In the future, the new localization systems could make it possible to identify accidents and requests for assistance more quickly and accurately. They could also improve the safety of self-driving cars and the accuracy of the robots used for deliveries. And in the meantime, the GPS, which has been around since the 1990s, will also receive important updates by 2023 with the launch of new satellites into orbit, after those already launched last November as part of the GPS III project.

Remote Services

The measures introduced by governments to reduce the risk of coronavirus infections in many countries of the world have indirectly extended and intensified remote services by the population. Two areas that have been heavily affected by these changes are education and health care.

 Both distance learning and telemedicine, albeit with very variable degrees of success depending on the contexts, have made available services hitherto used mainly in person.

Hong Kong-based student mentoring company Snapask has more than 3.5 million users across nine Asian countries. By, an Indian school learning app has nearly 70 million users.
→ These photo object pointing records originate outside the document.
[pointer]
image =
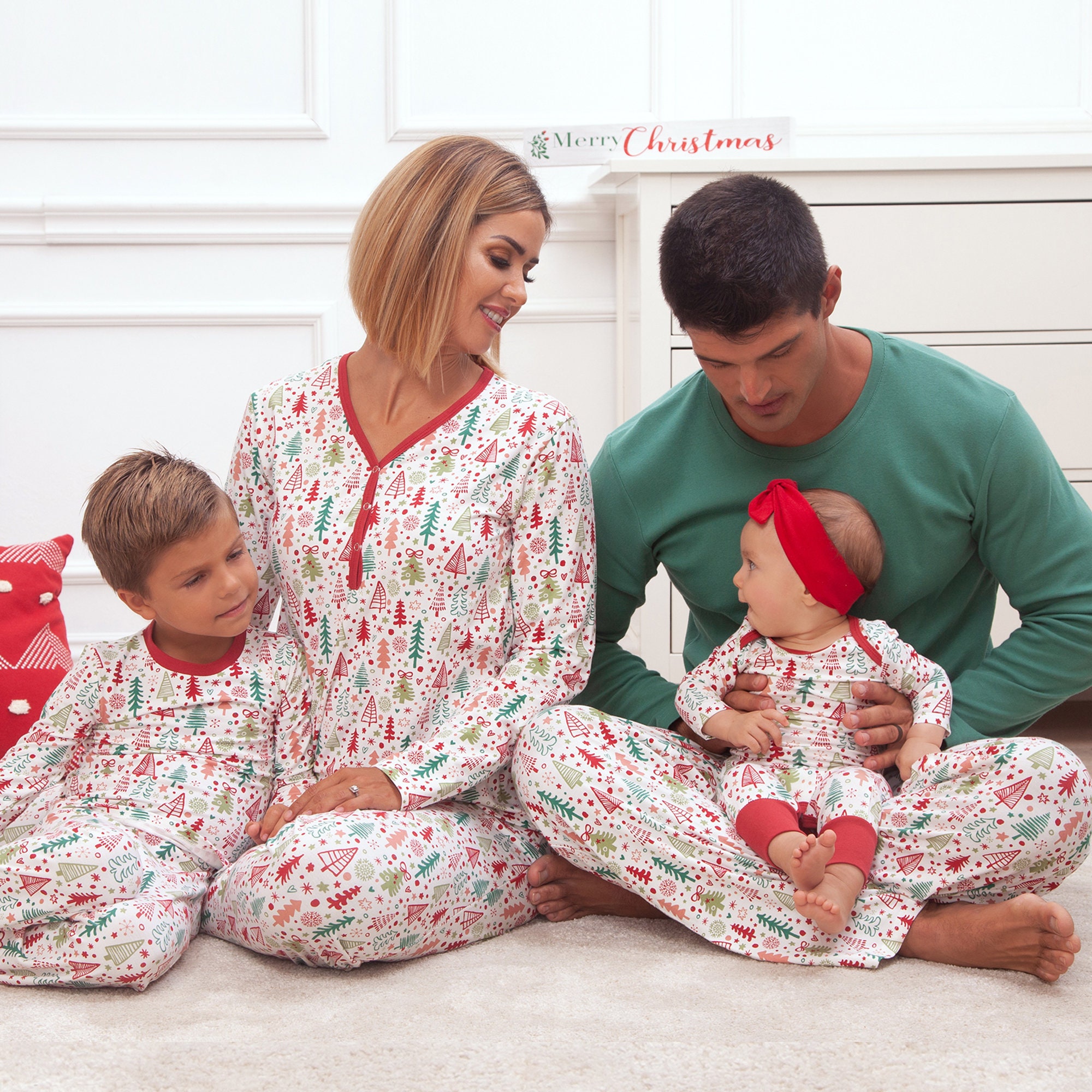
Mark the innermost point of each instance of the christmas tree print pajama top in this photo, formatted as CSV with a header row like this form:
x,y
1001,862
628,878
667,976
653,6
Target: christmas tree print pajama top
x,y
444,599
818,770
133,788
Similarly, efforts in Uganda to strengthen the technological infrastructure needed to support telemedicine have extended health care to millions of people during the pandemic, which in many cases can mean saving lives, especially in a country plagued by a chronic shortage of doctors.

Multi-Sensory Artificial Intelligence Systems

Despite conspicuous and celebrated advances, in recent years, artificial intelligence has still shown significant limits in solving problems that require the use of human skills already present in young children. 

Difficulties, MIT Technology Review writes, arise when there is to “learn how the world works and apply that general knowledge to new situations.” One of the most promising approaches to solving these problems involves expanding the “senses” of artificial intelligence.

At present, artificial intelligence systems equipped with synthetic vision can collect visual information about the environment but not “talk” about what they see while using algorithms for natural language processing.

 An integrated system of artificial intelligence based on multi-sensoriality could acquire a greater understanding of the world around it and become more “flexible” and adaptable to a constantly evolving context.

On the other hand, it would be a way of imitating a fully human model, according to Karen Hao, a data scientist and journalist expert in artificial intelligence for MIT Technology Review. When they begin to associate words with images, sounds, and other sensory information, writes Hao. Children start to build a sophisticated model of the world that can describe increasingly complicated dynamics and phenomena.